After debuting the Android app last year, Orange hoped to quickly follow with apps for the iPhone, BlackBerry and other smartphones, but underestimated the amount of time it would take to rethink what made sense for each platform. The company still hopes to expand beyond the iPhone and Android at some point.

As for the iPhone voice mail program, users can record a custom greeting for a loved one or let their co-workers know they are out of the country without broadcasting that to anyone who calls. Corbett says the product transforms the experience for those who end up in voice mail.

“They are used to voice mail being a dead-end thing,” Corbett said. “All of a sudden it’s ‘Oh’, that’s what (so and so) is doing.”

Indeed, in testing many callers started speaking when they heard a customized greeting–assuming it was the person answering and not voice mail.

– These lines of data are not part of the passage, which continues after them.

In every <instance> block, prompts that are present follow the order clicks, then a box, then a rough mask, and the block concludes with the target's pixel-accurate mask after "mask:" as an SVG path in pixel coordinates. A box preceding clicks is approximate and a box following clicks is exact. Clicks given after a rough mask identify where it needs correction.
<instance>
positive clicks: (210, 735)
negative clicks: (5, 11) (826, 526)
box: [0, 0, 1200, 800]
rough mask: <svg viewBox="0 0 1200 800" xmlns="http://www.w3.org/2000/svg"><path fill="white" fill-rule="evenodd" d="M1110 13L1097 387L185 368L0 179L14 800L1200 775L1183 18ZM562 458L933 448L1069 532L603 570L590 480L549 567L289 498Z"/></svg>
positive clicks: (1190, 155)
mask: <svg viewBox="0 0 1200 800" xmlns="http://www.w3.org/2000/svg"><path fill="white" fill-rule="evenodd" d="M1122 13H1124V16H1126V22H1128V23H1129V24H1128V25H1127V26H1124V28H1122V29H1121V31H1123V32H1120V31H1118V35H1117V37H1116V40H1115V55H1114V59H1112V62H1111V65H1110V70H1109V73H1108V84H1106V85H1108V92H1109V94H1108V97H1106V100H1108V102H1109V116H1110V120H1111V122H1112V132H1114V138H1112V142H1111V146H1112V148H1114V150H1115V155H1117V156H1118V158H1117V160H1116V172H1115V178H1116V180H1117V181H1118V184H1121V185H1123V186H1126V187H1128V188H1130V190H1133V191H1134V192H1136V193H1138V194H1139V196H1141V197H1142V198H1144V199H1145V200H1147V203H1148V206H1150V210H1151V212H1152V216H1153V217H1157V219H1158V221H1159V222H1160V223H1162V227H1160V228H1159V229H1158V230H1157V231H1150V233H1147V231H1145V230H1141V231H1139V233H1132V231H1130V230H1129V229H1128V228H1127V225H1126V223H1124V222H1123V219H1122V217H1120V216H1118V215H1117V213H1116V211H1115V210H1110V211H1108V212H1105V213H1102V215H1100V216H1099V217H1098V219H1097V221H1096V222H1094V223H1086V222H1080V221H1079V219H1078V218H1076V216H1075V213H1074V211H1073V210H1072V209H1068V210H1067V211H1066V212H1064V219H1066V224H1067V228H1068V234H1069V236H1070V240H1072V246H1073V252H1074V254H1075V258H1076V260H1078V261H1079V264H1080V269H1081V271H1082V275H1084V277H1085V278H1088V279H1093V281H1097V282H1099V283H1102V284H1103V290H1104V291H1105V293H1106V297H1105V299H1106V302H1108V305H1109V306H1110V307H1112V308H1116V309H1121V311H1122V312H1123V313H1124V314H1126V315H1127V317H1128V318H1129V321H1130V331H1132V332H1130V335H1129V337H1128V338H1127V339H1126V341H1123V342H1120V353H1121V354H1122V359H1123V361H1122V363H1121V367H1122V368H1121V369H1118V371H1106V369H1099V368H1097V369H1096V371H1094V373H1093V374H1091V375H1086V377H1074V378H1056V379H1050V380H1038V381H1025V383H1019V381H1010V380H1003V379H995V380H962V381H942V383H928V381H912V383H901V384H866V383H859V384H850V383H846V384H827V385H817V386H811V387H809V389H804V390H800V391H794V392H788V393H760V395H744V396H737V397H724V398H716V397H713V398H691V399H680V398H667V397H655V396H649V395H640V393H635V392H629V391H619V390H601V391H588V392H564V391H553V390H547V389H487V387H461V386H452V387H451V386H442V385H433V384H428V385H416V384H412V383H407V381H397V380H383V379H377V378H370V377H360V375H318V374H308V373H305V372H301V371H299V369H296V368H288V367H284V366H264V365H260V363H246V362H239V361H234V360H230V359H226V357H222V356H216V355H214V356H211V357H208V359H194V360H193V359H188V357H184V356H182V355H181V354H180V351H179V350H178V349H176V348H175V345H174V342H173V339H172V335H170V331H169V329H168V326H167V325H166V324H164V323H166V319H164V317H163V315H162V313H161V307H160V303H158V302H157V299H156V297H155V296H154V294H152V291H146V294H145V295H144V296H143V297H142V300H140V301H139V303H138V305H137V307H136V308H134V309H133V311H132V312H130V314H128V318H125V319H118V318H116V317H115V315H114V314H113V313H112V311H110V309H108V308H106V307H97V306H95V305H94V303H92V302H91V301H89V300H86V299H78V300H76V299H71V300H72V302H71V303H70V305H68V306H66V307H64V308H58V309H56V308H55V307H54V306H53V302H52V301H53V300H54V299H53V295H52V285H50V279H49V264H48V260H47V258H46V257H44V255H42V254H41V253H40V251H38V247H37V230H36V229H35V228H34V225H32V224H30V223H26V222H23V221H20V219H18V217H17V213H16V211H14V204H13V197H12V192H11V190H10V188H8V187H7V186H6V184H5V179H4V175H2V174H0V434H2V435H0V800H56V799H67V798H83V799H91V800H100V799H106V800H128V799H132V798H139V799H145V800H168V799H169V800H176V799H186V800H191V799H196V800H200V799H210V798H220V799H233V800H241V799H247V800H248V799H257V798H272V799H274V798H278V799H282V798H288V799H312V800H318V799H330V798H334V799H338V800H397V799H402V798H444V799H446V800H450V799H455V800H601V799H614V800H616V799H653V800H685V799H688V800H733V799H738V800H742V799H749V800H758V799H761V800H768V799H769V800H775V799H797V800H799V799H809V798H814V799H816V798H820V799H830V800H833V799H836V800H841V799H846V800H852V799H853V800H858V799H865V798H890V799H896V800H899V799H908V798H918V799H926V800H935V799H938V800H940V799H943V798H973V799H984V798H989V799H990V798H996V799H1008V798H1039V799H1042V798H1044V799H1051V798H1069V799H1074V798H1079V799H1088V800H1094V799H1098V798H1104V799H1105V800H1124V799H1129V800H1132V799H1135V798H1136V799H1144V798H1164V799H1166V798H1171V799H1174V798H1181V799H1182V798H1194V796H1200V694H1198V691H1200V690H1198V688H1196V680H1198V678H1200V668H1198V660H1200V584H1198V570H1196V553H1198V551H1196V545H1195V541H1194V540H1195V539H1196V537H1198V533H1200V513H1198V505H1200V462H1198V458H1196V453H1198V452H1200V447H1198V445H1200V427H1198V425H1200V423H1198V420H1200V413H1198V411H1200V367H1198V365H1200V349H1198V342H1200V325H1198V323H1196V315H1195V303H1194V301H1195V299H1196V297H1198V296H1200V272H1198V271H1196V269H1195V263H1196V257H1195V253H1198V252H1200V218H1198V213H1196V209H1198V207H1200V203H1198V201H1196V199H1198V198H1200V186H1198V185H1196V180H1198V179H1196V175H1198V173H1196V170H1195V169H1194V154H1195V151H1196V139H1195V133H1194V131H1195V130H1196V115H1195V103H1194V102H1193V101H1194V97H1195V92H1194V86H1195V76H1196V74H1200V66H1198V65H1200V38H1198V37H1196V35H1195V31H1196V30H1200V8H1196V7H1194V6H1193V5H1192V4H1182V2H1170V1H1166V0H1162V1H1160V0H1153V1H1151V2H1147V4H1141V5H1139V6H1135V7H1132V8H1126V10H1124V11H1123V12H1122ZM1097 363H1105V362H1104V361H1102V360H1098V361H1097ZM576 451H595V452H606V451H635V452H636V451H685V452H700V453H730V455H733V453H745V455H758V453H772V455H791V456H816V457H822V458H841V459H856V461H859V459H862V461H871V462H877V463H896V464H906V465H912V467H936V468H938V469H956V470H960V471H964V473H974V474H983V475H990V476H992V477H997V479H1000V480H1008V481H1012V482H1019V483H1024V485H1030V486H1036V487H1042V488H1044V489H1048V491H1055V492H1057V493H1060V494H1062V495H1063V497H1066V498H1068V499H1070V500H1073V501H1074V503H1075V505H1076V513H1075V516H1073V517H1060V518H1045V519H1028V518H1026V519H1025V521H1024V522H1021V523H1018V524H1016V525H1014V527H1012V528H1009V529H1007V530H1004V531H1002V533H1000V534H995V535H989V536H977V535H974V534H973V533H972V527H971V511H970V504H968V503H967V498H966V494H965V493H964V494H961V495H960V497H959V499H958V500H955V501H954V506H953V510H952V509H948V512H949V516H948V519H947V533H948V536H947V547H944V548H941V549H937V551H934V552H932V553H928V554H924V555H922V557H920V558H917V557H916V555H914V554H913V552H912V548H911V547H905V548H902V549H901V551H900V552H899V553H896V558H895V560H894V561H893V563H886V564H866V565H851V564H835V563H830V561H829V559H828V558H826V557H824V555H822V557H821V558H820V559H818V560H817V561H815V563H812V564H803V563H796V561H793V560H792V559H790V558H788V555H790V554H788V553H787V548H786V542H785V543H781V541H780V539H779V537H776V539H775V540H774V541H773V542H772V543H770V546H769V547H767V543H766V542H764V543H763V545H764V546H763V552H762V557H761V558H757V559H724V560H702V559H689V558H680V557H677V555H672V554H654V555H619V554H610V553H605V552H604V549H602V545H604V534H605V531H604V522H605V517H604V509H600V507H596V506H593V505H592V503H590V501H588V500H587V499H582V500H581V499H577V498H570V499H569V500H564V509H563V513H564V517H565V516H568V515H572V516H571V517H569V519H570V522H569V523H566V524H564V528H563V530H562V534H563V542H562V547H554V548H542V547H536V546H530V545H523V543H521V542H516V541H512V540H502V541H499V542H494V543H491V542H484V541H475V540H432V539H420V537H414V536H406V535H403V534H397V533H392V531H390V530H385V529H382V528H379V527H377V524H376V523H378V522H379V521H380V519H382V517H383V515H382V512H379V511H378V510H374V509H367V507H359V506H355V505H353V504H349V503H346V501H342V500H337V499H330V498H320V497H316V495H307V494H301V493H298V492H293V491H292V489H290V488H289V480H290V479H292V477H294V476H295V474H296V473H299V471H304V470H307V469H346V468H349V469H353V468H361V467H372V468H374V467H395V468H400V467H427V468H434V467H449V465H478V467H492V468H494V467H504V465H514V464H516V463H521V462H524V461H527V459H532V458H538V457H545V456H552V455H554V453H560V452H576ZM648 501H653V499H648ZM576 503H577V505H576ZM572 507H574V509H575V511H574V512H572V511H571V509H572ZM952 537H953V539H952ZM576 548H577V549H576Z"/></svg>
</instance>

Now, ON VoiceFeed messages begin with a tone to let callers know that, however personal the greeting, it is still a recorded message.

As for why Orange is testing its products in the U.S. rather than just on its home turf, Corbett noted that nearly half of Android users are in North America and that the region remains home to the largest concentration of iPhone users. Plus, he noted, the traditional geographic boundaries are breaking down with Skype and all of the similar services that sit on top of smartphones, regardless of who the underlying carrier may be.

“Telecoms are going to become much, much more global,” Corbett said.